Crime & Justice

Expert report reveals Chilean poet Neruda was “poisoned,” says family

Santiago, Feb 13 (EFE).- International experts will reveal on Wednesday that the bacteria found in the remains of Chilean Nobel Prize-winning poet Pablo Neruda “was in his body at the time of death,” a finding proving that he was “poisoned” 12 days after the country’s 1973 military coup d’etat, his family told EFE in an exclusive interview.

“We now know that the ‘clostridium botulinum’ (bacteria) would have no reason to have been in Neruda’s bones. What does this mean? That Neruda was murdered, there was an action in 1973 by agents of the State,” Rodolfo Reyes, the poet’s nephew, said.

The bacteria, which is responsible for causing botulism, was found in 2017 in one of Neruda’s molars by another panel of experts, who rejected the dictatorship’s version that the cause of death was advanced prostate cancer, from which he had suffered since 1969.
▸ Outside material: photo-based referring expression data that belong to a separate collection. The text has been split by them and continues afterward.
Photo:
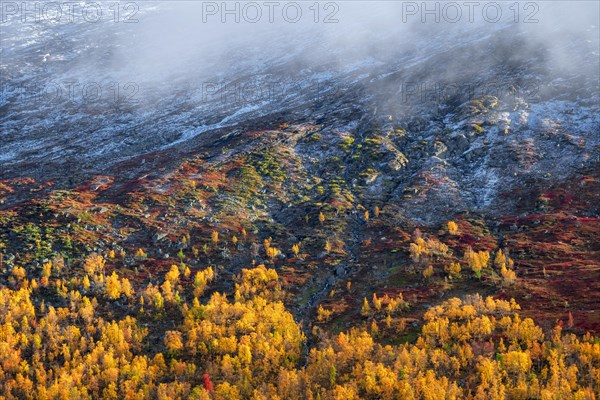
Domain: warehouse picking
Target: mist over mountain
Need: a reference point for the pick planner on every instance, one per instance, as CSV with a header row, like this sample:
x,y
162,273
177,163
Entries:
x,y
300,200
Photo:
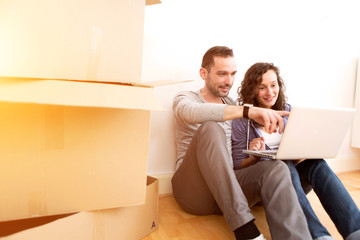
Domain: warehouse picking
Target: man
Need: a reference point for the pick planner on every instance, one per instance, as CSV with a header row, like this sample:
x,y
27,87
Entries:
x,y
205,182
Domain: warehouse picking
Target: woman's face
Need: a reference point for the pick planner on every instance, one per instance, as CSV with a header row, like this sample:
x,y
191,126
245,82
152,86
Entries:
x,y
268,90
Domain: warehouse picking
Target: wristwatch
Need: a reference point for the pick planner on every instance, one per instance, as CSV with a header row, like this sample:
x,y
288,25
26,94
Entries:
x,y
246,108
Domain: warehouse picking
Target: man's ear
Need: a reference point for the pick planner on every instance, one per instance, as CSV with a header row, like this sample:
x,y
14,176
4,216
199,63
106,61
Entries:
x,y
203,73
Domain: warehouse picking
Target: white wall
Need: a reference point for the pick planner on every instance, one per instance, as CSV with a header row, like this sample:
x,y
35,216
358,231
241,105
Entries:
x,y
315,44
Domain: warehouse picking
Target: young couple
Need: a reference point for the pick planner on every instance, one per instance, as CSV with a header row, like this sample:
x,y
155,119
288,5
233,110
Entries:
x,y
213,176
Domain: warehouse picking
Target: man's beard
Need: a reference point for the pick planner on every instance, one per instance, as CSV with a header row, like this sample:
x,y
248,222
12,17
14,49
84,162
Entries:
x,y
218,93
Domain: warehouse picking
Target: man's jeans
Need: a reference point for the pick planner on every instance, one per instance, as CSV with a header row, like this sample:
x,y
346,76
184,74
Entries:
x,y
332,194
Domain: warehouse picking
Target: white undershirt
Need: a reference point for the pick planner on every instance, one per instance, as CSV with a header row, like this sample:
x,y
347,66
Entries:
x,y
272,140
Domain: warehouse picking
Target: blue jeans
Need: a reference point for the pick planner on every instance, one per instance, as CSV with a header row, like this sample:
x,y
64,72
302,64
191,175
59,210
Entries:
x,y
316,174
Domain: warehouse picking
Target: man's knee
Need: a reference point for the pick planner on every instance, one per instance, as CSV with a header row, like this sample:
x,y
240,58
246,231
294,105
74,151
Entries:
x,y
211,130
277,171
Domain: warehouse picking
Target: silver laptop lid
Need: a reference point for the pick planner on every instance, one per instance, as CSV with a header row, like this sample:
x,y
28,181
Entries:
x,y
314,132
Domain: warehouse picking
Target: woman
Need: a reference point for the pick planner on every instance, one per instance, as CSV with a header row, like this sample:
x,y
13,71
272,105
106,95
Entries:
x,y
262,86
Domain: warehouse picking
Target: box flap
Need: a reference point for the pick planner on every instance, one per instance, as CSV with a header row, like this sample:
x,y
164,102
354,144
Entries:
x,y
78,93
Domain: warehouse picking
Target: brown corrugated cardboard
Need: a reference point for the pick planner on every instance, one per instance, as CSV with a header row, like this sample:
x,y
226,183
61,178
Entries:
x,y
79,93
130,223
79,39
61,157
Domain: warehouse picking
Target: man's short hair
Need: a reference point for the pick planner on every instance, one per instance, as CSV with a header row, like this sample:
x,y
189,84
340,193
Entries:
x,y
217,51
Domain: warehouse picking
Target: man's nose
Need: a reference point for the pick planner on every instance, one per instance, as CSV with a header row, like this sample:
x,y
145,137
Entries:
x,y
229,78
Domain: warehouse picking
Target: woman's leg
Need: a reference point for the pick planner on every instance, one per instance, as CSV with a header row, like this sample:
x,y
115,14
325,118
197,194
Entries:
x,y
317,230
333,196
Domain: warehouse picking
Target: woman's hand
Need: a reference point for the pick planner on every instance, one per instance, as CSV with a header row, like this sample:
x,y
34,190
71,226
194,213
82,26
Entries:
x,y
269,118
257,144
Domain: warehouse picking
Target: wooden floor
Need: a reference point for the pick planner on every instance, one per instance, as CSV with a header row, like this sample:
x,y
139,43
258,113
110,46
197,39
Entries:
x,y
176,224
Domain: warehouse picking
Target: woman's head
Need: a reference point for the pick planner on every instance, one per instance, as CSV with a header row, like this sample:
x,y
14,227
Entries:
x,y
262,86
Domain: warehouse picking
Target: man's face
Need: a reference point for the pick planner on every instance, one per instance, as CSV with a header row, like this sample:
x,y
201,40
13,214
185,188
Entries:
x,y
221,76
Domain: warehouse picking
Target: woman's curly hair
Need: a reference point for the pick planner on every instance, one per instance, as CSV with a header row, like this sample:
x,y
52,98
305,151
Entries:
x,y
248,89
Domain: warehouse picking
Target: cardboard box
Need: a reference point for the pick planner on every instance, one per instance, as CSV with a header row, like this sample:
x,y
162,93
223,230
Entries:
x,y
79,39
72,153
130,223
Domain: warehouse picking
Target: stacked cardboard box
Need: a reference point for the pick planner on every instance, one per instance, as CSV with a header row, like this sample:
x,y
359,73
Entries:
x,y
75,119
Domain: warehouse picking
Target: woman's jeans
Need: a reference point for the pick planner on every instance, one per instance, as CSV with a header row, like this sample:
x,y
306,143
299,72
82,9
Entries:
x,y
335,199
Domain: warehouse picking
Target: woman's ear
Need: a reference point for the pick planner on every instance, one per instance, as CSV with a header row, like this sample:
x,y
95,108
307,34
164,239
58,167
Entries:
x,y
203,73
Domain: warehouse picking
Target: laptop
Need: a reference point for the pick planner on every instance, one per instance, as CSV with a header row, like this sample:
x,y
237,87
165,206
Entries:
x,y
311,133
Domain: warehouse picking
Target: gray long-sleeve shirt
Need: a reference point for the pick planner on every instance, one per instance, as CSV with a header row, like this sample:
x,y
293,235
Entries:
x,y
190,111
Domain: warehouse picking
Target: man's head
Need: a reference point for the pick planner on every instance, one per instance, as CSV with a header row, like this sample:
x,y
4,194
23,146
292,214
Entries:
x,y
217,51
218,70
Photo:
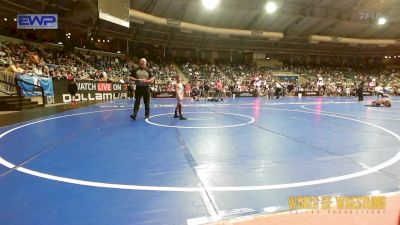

Clostridium botulinum is a bacillus that is generally found in the soil but experts from Canada’s McMaster University and the University of Copenhagen in Denmark concluded in the report that will be made public this week that “it did not leak into the corpse of Neruda from inside or around his coffin” but that he already had it in his body before he died.

The unknown aspect of the case continues to be how the toxin was introduced into Neruda’s body and who did so.

“Neruda’s fatal bullet has been found, which he had in his body. Who fired it? That will be found out soon, but there’s no doubt that they killed Neruda. Direct intervention by third parties,” Reyes emphasized.

A large portion of Neruda’s family supports the version of Manuel Araya, the poet’s former chauffeur who said that his boss was poisoned with an injection into his abdomen by a secret agent of the military regime who posed as a doctor at the Santa Maria Clinic in Santiago.

“Neruda was not seriously ill, he just had cancer. He was walking with difficulty, he had pains, but he was not on the verge of dying,” Elizabeth Flores, the family attorney – who acted as the plaintiff in the lawsuit filed in 2011 along with the Communist Party, of which Neruda was a member – told EFE.

Reyes recalled that his uncle – whose remains were exhumed in 2013 from his property on Isla Negra, off Chile’s central coastline – had planned to travel to Mexico a few days before dying at age 69, and said that if he had gone into exile he would have become the “great opponent” of Gen. Augusto Pinochet, who headed the military regime.

The conclusions of this new expert report were to have been made known on Feb. 3, but the announcement was cancelled twice – first for technical problems and later for alleged disagreements among the experts – and rescheduled for Feb. 15.

“We attorneys are going to ask for another kind of proceedings that may or may not be scientific,” Flores added.